12-14 Each girl’s turn came to go in to King Xerxes after she had completed the twelve months of prescribed beauty treatments—six months’ treatment with oil of myrrh followed by six months with perfumes and various cosmetics. When it was time for the girl to go to the king, she was given whatever she wanted to take with her when she left the harem for the king’s quarters. She would go there in the evening; in the morning she would return to a second harem overseen by Shaashgaz, the king’s eunuch in charge of the concubines. She never again went back to the king unless the king took a special liking to her and asked for her by name.
15 When it was Esther’s turn to go to the king (Esther the daughter of Abihail the uncle of Mordecai, who had adopted her as his daughter), she asked for nothing other than what Hegai, the king’s eunuch in charge of the harem, had recommended. Esther, just as she was, won the admiration of everyone who saw her.
16 She was taken to King Xerxes in the royal palace in the tenth month, the month of Tebeth, in the seventh year of the king’s reign.

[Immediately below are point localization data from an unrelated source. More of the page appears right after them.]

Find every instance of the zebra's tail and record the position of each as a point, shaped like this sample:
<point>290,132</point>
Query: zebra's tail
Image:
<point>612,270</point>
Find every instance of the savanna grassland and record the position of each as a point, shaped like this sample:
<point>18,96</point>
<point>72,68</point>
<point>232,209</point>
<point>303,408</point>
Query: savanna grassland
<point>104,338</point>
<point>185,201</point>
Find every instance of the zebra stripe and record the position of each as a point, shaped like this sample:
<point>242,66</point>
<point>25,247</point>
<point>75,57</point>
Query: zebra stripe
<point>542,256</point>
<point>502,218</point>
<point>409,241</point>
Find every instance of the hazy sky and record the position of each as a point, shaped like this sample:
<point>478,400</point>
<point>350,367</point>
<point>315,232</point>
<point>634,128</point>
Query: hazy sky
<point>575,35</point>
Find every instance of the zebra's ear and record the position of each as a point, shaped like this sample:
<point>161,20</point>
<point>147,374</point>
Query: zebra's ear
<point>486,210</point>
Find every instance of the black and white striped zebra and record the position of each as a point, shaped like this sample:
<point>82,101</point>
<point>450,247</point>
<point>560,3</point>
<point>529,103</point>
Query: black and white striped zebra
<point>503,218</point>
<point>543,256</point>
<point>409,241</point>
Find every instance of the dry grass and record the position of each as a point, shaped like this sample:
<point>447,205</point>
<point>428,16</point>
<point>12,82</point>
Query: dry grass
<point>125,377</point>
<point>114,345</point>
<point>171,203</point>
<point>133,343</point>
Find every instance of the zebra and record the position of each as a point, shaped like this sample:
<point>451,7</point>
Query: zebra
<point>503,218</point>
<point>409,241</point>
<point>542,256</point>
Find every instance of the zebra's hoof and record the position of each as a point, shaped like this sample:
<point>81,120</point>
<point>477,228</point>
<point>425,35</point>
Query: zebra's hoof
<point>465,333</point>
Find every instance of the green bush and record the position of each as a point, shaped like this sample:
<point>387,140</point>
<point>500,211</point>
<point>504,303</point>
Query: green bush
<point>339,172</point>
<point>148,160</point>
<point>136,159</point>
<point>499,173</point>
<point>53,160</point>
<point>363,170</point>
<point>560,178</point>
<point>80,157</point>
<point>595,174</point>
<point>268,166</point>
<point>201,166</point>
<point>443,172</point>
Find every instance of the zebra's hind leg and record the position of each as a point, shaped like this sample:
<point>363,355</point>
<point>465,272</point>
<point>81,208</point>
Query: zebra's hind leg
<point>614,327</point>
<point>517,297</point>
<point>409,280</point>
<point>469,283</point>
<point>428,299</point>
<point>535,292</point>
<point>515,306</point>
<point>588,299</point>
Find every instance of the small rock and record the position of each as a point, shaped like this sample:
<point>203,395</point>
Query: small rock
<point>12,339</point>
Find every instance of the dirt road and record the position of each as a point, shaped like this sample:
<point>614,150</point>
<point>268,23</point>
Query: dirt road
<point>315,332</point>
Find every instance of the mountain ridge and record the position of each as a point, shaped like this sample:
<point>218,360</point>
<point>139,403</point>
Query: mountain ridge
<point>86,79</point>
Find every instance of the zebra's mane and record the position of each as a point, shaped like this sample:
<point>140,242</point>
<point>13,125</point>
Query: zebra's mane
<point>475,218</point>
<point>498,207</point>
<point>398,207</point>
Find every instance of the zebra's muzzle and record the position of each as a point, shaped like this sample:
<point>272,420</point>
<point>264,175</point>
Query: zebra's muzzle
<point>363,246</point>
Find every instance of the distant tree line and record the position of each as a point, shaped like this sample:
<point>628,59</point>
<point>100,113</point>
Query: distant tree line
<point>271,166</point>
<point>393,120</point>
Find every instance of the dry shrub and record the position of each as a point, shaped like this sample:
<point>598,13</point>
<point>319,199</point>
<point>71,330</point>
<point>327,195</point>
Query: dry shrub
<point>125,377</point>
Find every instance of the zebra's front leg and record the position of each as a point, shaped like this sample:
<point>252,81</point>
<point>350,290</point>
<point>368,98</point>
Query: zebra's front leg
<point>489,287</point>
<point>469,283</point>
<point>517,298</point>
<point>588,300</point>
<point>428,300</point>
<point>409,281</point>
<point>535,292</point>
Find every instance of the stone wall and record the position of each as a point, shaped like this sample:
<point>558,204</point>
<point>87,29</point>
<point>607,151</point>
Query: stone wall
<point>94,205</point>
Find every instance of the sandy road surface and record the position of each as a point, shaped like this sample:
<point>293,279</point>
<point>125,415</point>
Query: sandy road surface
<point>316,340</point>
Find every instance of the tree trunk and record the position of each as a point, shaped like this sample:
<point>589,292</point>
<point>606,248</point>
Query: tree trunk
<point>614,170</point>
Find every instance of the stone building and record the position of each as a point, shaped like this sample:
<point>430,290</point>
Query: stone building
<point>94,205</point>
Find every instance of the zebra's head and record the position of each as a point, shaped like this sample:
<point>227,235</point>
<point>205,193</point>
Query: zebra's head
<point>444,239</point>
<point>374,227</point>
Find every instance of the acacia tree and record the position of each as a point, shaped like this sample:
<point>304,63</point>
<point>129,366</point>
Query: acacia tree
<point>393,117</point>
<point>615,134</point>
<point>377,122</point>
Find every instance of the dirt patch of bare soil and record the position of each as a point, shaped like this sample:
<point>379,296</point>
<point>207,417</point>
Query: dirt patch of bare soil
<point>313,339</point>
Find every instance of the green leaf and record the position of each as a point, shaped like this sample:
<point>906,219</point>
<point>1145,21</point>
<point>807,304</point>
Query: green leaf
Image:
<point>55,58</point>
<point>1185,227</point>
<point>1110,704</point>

17-18 The king fell in love with Esther far more than with any of his other women or any of the other virgins—he was totally smitten by her. He placed a royal crown on her head and made her queen in place of Vashti. Then the king gave a great banquet for all his nobles and officials—“Esther’s Banquet.” He proclaimed a holiday for all the provinces and handed out gifts with royal generosity.
19-20 On one of the occasions when the virgins were being gathered together, Mordecai was sitting at the King’s Gate. All this time, Esther had kept her family background and race a secret as Mordecai had ordered; Esther still did what Mordecai told her, just as when she was being raised by him.
21-23 On this day, with Mordecai sitting at the King’s Gate, Bigthana and Teresh, two of the king’s eunuchs who guarded the entrance, had it in for the king and were making plans to kill King Xerxes. But Mordecai learned of the plot and told Queen Esther, who then told King Xerxes, giving credit to Mordecai. When the thing was investigated and confirmed as true, the two men were hanged on a gallows. This was all written down in a logbook kept for the king’s use.